Gratitude is more than just a temporary good feeling. Scientists who have studied written gratitude interventions, such as gratitude letters and journals, have found benefits to individuals’ mental health and well-being. Practicing gratitude appears to increase life satisfaction and boost self-esteem.
Make gratitude a daily habitIt’s still amazing to me that such a simple tool can improve your quality of life.After reading simple richness By Sarah Bon Bresnach In the mid-90s, I began my gratitude journey by keeping a daily journal and listing five or more things I was grateful for each day. This was a challenge at first. I had recently retired from the medical profession and had just started my own business, which was an unknown landscape for me, with many pitfalls and problems, and I was constantly worried about how my new life would unfold. Ta. I was also very critical of myself and the way I approached business.Then the wake-up call, the challenges from simple richness Keep a gratitude journal for the next 30 days. From that day on, I started putting pen to paper and didn’t stop for several years. What I realized was that I was so obsessed with negative stories that I realized what I had done, whether it was a great sunset, a V of snow geese on the horizon, or an act of kindness. In other words, I was unable to see the good that was unfolding around me. The day had a positive impact.

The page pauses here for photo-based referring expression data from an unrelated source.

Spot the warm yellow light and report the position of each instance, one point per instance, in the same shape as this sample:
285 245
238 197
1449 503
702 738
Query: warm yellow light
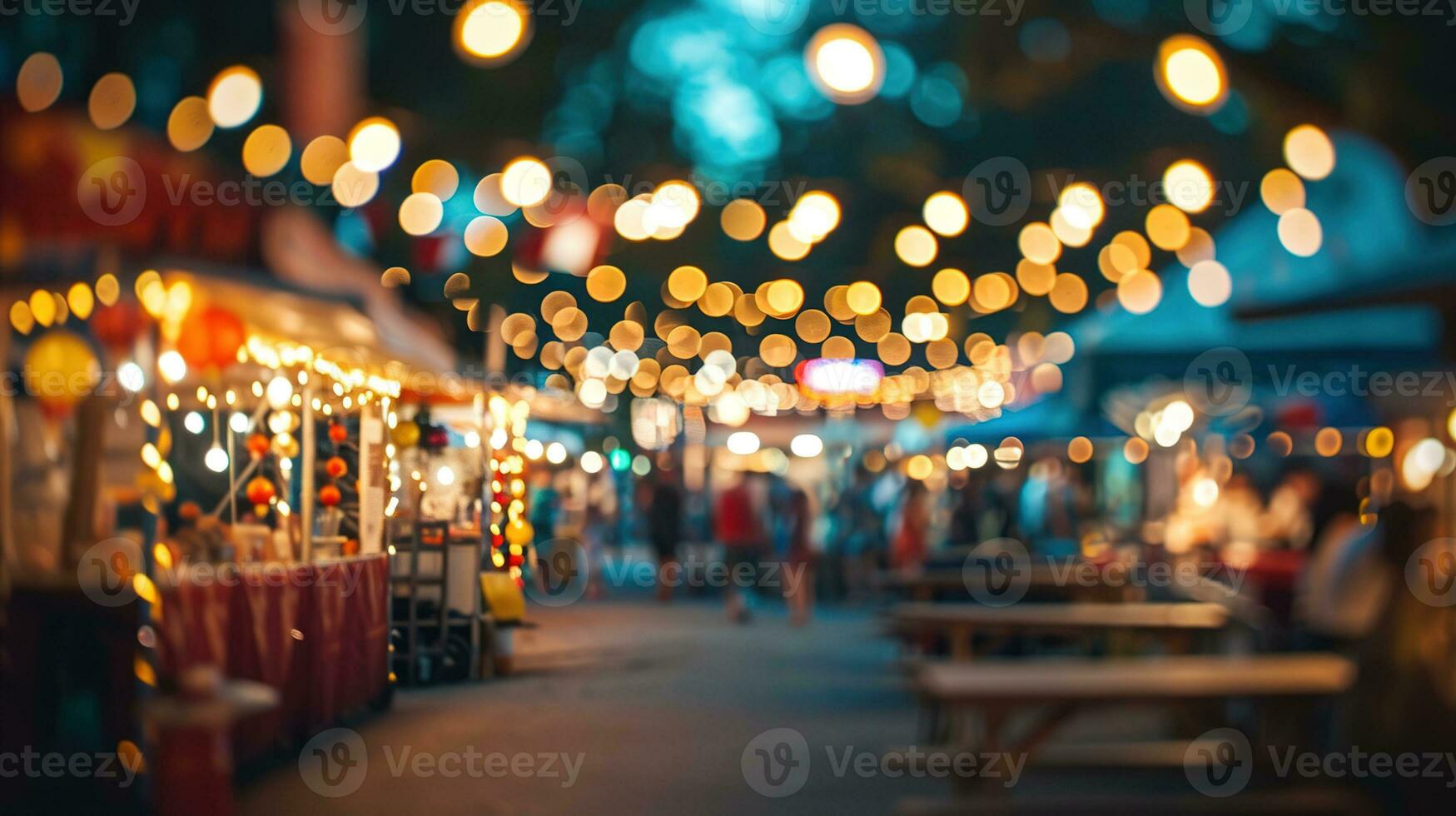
112 99
947 215
1299 232
420 213
375 145
743 219
235 97
814 216
1189 186
1082 206
916 246
526 181
676 204
38 83
1209 283
1040 244
785 245
1191 75
1309 152
354 187
845 63
493 31
1168 227
951 287
190 124
1281 192
1140 291
266 151
862 297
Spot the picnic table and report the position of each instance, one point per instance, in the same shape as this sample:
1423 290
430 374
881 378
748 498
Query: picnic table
1044 580
997 689
960 623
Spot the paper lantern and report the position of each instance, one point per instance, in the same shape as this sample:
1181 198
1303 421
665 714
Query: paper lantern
258 446
210 337
260 491
405 435
60 369
520 532
118 326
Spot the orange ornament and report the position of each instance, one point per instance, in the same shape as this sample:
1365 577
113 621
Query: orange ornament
118 326
258 445
260 491
210 337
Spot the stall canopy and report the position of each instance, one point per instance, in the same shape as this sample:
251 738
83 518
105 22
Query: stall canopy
1370 245
1369 242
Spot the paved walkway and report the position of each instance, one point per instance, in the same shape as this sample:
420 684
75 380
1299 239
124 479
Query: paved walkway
657 704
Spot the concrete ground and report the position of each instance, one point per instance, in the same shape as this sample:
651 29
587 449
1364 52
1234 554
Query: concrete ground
658 704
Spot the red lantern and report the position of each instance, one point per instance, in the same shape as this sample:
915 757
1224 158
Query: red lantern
258 446
210 337
260 491
118 326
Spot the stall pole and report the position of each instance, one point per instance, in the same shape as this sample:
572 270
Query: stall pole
306 489
231 472
6 435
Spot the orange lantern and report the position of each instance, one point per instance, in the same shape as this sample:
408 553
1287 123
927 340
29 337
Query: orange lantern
210 337
60 369
118 326
258 445
260 491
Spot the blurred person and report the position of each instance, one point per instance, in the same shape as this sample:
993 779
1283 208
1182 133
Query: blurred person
545 506
798 567
740 530
1289 516
862 522
910 545
666 530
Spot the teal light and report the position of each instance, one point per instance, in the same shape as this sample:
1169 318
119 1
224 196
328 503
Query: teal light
619 460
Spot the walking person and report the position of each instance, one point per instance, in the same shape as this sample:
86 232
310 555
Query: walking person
743 536
666 530
798 567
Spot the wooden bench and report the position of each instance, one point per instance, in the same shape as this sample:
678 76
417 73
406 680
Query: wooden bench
960 623
1059 688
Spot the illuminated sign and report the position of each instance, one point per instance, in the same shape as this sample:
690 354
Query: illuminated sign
826 379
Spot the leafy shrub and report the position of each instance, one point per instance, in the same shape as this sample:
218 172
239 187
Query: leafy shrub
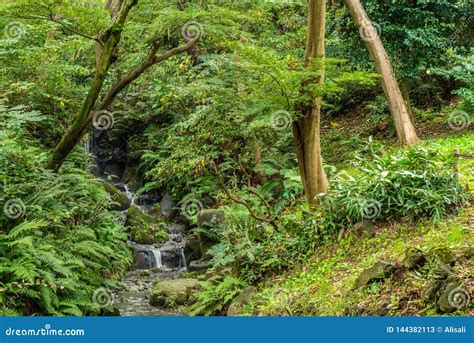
58 242
215 298
412 184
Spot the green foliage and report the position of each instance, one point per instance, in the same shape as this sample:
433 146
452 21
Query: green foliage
58 242
216 297
411 184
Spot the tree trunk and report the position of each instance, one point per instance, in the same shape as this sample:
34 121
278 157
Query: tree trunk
406 97
405 130
306 130
73 134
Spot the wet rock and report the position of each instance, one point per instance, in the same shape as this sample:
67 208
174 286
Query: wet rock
413 258
379 271
235 308
173 292
211 217
120 199
167 206
145 229
198 266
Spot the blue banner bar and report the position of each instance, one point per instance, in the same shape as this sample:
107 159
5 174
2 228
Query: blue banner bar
245 330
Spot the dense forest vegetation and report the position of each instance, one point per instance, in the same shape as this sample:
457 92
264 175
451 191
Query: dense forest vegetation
204 157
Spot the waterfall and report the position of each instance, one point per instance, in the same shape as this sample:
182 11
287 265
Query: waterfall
182 259
130 195
158 261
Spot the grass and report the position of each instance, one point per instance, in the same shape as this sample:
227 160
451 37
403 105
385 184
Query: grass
325 285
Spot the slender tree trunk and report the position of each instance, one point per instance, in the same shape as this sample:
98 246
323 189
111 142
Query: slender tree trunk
257 153
306 130
73 134
406 97
405 130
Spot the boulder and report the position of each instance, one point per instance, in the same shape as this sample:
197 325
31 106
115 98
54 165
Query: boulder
198 266
363 229
168 293
454 296
413 258
168 206
119 198
442 254
235 308
211 217
145 229
379 271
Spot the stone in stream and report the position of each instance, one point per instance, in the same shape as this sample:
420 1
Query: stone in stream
145 229
168 293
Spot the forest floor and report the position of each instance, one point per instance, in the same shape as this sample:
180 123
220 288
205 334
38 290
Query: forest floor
326 284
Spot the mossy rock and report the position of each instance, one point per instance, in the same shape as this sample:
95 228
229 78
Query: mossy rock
119 198
413 258
168 293
379 271
211 217
442 254
145 229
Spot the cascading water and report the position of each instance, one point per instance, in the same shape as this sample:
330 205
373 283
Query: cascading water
158 259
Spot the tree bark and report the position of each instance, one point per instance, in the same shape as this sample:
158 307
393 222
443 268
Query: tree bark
405 130
73 134
306 130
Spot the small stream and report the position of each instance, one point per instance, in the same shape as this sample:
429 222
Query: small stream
150 262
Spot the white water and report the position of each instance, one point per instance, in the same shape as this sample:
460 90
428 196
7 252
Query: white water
158 261
130 195
182 259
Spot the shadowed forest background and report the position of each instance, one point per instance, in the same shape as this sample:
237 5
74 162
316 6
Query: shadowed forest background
202 157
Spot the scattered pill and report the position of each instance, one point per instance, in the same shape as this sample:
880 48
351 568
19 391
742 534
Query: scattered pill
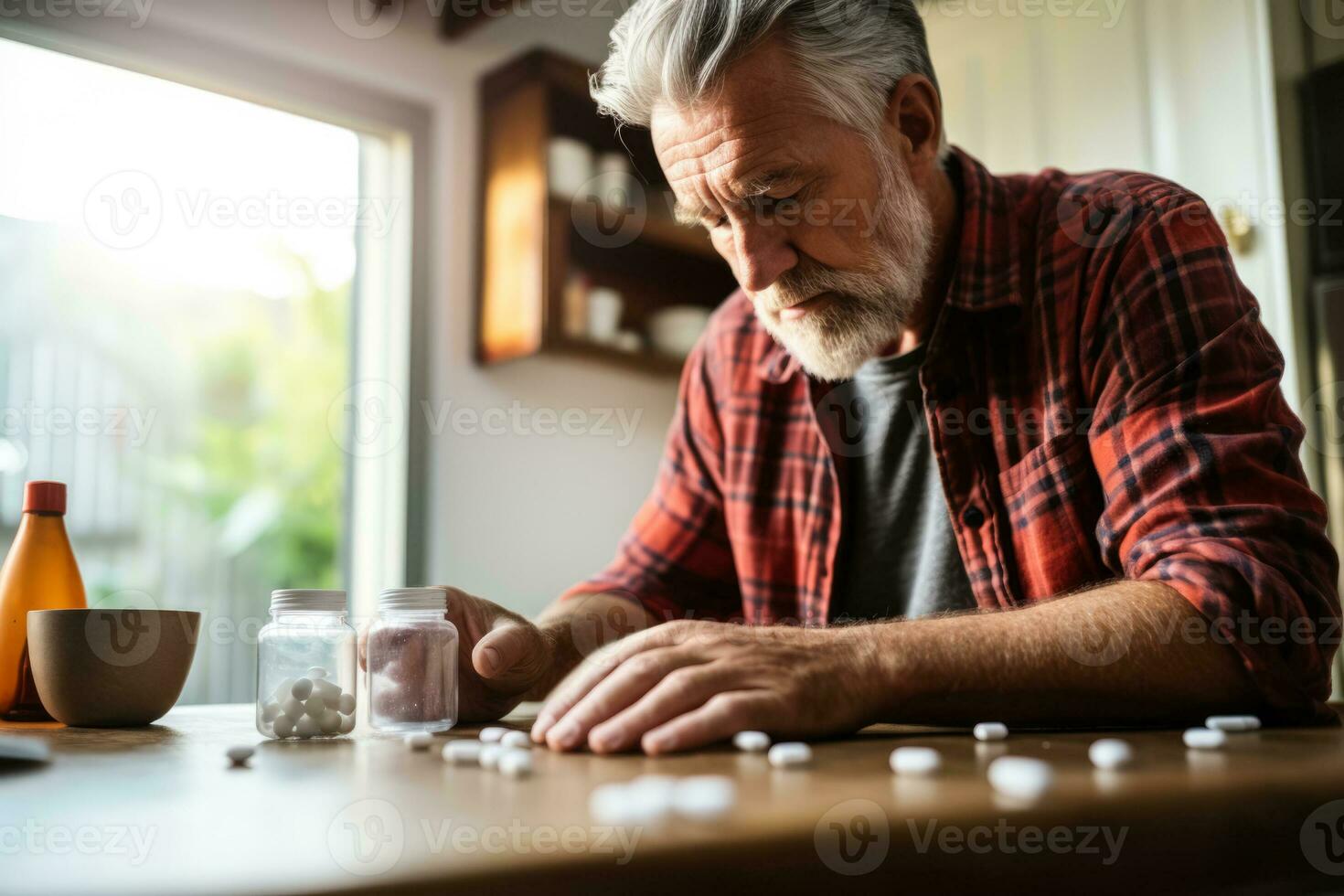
789 755
703 797
240 755
463 752
1110 752
991 731
1020 776
514 762
1204 738
621 805
489 755
517 741
915 761
752 741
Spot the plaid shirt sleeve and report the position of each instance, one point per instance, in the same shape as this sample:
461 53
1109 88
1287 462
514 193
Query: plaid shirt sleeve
1198 453
677 559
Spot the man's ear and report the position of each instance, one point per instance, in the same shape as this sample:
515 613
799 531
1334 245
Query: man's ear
914 113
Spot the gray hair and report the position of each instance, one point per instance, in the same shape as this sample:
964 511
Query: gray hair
848 53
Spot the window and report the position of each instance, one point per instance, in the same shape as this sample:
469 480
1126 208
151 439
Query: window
206 309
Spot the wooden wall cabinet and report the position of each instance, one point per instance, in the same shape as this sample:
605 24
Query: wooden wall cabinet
534 240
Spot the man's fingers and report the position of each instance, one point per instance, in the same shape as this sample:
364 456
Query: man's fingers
720 718
626 684
512 655
679 692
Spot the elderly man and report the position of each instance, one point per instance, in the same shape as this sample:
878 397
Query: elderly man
998 448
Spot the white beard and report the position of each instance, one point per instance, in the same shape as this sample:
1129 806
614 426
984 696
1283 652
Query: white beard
875 304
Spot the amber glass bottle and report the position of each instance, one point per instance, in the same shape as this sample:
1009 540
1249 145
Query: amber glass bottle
37 574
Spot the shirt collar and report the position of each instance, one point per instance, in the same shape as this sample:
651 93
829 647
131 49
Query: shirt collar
988 272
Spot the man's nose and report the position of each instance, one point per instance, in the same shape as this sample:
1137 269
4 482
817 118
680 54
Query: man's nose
763 252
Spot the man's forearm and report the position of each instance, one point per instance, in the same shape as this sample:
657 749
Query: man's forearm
1118 653
578 626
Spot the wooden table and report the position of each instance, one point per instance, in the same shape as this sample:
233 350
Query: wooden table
159 810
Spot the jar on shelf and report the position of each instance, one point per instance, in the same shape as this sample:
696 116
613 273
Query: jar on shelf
411 658
305 667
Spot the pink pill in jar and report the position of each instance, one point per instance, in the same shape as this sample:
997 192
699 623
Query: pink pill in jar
411 658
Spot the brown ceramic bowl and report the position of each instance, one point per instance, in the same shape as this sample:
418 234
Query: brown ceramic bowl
111 667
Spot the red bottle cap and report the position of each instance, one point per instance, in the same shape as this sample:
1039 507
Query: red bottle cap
43 497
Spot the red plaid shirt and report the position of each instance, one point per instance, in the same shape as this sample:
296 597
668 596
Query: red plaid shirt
1103 402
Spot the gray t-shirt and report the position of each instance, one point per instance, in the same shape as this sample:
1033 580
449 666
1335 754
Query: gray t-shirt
898 551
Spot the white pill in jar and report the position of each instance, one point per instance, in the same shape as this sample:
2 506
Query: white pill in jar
752 741
515 763
989 731
1204 738
1110 752
517 741
1020 776
789 755
703 797
915 761
463 752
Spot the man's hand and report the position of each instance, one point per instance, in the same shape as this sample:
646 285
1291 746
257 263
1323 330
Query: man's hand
500 656
687 684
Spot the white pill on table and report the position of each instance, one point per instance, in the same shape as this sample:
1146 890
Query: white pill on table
489 755
915 761
240 755
328 690
1110 752
463 752
752 741
517 741
623 805
989 731
515 763
789 753
703 797
1020 776
1204 738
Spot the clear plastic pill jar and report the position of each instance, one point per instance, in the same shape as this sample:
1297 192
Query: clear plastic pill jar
305 667
411 658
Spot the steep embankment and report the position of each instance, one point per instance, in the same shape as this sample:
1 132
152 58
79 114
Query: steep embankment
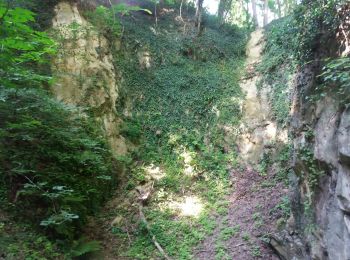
241 232
316 66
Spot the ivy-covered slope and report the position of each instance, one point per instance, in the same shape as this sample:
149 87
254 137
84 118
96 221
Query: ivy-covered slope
53 159
180 102
306 59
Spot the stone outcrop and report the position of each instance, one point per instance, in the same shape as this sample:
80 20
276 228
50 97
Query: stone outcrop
84 72
320 223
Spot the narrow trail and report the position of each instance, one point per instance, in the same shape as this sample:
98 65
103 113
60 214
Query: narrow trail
249 218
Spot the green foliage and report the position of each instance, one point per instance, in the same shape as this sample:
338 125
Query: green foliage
292 41
107 21
180 105
51 158
255 251
336 80
229 232
22 48
313 172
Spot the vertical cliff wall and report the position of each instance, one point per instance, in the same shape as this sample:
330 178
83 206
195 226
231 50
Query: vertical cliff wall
84 72
320 185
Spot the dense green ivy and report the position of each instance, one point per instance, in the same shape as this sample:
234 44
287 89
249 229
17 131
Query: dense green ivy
180 102
53 158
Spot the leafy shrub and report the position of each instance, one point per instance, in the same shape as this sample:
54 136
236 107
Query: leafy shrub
51 158
336 80
22 48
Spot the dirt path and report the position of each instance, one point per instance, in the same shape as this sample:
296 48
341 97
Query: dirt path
240 234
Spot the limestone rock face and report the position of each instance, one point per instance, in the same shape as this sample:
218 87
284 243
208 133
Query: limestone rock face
326 232
84 71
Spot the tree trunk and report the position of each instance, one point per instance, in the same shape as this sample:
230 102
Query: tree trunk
266 13
255 14
199 10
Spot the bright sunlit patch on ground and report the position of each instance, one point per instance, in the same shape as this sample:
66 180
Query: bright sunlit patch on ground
191 207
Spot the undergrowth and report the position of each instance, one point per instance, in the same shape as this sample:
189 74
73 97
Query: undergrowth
183 90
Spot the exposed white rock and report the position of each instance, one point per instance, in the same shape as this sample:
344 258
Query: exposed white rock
84 71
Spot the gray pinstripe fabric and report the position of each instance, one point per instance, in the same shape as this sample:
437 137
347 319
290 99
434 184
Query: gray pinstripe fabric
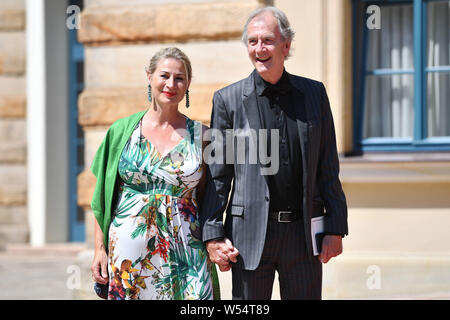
234 107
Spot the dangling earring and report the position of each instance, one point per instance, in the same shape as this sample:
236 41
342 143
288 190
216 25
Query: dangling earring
149 93
187 98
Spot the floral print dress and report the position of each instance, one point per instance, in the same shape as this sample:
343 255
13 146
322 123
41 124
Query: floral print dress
155 247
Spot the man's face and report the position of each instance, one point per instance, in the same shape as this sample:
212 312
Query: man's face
266 49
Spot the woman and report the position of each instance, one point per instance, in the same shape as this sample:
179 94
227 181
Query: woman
149 175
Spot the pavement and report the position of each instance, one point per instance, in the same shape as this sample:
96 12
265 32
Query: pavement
56 272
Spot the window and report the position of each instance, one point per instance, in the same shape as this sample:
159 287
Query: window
402 76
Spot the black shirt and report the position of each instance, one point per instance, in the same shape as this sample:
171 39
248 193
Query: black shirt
277 111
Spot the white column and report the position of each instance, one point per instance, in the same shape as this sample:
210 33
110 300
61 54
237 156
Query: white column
36 119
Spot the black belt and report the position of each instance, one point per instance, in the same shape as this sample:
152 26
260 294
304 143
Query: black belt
284 216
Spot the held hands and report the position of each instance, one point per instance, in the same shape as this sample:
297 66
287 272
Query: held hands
222 252
331 247
99 267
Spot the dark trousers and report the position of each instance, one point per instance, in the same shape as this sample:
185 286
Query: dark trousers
299 274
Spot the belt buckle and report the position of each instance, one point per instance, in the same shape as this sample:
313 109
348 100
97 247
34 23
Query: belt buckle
279 215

When I didn’t have paper and pen, especially the year I commuted from North Lancaster to downtown Montreal, I would quietly start my morning drive, talk to myself out loud, set my intentions for the day, and recite my gratitude. I did. It never failed, even my darkest moods changed, I changed, my energy was purified. When I no longer felt the need to write in my journal, I decided to go to bed a few minutes earlier and review my gratitude list for the day. Esther Hicks, who channels Abraham, once said that she puts his gratitude on her pillow every night and goes to sleep grateful. yes!
Lately, Jim and I have been sharing gratitude as a blessing before dinner. Before we pick up our forks and eat, we share with each other five or six things we’re grateful for that day. This habit focuses our attention on all the good things in our life and reduces all the noise of the world around us.
your turnI’ll leave this task to you. Start a gratitude practice today and make it a part of your daily routine. Optional: keep a journal, have gratitude and intentions in the morning, be grateful in the evening before you go to sleep, share your gratitude with your partner or family before a meal, or start a gratitude practice with co-workers at work. All options work.